Il Tribunale del Riesame di Tempio Pausania ha accolto il ricorso depositato dalla Sardegna Resorts in relazione ai sequestri delle strutture Cervo, Pitrizza e Romazzino, disposti dal gip Contu su richiesta del procuratore Fiordalisi
TEMPIO PAUSANIA – Dissequestro per le strutture ricettive “Cervo”, “Pitrizza” e “Romazzino”. Questa la decisione del Tribunale del Riesame di Tempio Pausania, presieduto da Gemma Cucca, che sabato ha accolto il ricorso depositato dalla “Sardegna Resorts” in relazione ai sequestri dei tre hotels, disposti dal giudice per le indagini preliminari Marco Contu su richiesta del procuratore Domenico Fiordalisi.
Accolto il ricorso presentato dall'amministratore delegato dell'azienda Mariano Pasqualone, rappresentato dall'avvocato Antonella Cuccureddu, mentre è stato giudicato inammissibile quello riguardante l'architetto Fadda, curatore degli interventi di riqualificazione delle strutture, rappresentato dai legali Benedetto Ballero e Rita Dedola, per carenza d'interesse.

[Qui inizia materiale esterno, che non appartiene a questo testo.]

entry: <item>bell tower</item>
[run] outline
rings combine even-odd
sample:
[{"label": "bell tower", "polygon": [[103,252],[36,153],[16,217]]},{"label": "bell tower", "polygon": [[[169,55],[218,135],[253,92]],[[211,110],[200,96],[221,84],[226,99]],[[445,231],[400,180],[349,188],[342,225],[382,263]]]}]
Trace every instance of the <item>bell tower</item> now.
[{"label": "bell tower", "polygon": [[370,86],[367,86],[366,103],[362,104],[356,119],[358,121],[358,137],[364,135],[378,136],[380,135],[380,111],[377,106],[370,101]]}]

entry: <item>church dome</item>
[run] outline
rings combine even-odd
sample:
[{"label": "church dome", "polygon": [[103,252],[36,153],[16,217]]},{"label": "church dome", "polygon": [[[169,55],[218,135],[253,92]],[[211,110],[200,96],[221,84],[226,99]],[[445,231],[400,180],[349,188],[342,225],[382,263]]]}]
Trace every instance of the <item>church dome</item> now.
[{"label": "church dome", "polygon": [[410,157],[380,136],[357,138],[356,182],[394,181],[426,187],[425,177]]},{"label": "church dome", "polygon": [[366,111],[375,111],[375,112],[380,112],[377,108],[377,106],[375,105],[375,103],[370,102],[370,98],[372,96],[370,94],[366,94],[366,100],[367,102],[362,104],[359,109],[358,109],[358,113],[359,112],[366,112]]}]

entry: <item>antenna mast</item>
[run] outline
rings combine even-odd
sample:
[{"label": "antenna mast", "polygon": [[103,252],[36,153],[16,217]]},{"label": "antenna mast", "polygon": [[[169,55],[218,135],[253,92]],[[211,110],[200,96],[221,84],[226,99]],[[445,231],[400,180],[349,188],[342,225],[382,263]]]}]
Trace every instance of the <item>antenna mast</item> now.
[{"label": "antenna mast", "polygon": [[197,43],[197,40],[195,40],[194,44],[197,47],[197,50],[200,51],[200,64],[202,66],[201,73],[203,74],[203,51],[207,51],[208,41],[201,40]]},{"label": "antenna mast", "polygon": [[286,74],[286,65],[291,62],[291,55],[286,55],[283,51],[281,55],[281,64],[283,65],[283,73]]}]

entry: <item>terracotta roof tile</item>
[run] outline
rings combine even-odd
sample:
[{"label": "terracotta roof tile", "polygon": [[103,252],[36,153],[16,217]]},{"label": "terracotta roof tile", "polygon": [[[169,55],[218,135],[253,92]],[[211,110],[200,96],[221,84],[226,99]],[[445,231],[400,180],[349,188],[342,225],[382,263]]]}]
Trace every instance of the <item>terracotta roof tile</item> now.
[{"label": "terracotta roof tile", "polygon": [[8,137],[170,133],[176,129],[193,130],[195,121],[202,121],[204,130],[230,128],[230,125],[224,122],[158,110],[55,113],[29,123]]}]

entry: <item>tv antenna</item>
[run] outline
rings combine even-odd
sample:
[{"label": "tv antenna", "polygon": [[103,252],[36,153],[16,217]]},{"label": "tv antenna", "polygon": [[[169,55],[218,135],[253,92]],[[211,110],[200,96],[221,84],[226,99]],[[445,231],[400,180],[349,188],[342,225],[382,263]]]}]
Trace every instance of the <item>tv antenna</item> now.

Ovvia soddisfazione dai proprietari delle strutture, che guardano già al futuro prossimo pensando al piano delle assunzioni stagionali.
In merito al dissequestro di tutte le aree di proprietà della Sardegna Resorts, l'rea manager della "Starwood Hotels" per la Costa Smeralda Franco Mulas dichiara: «Rispettiamo il lavoro della Procura, siamo molto felici per il dissequestro non solo delle ville ma anche di tutte le altre aree degli alberghi. Questo ci permetterà di garantire il massimo della qualità dei nostri prodotti e servizi. Soprattutto ci consentirà di assumere tutti i collaboratori, che sono la vera forza dei nostri alberghi in Costa Smeralda».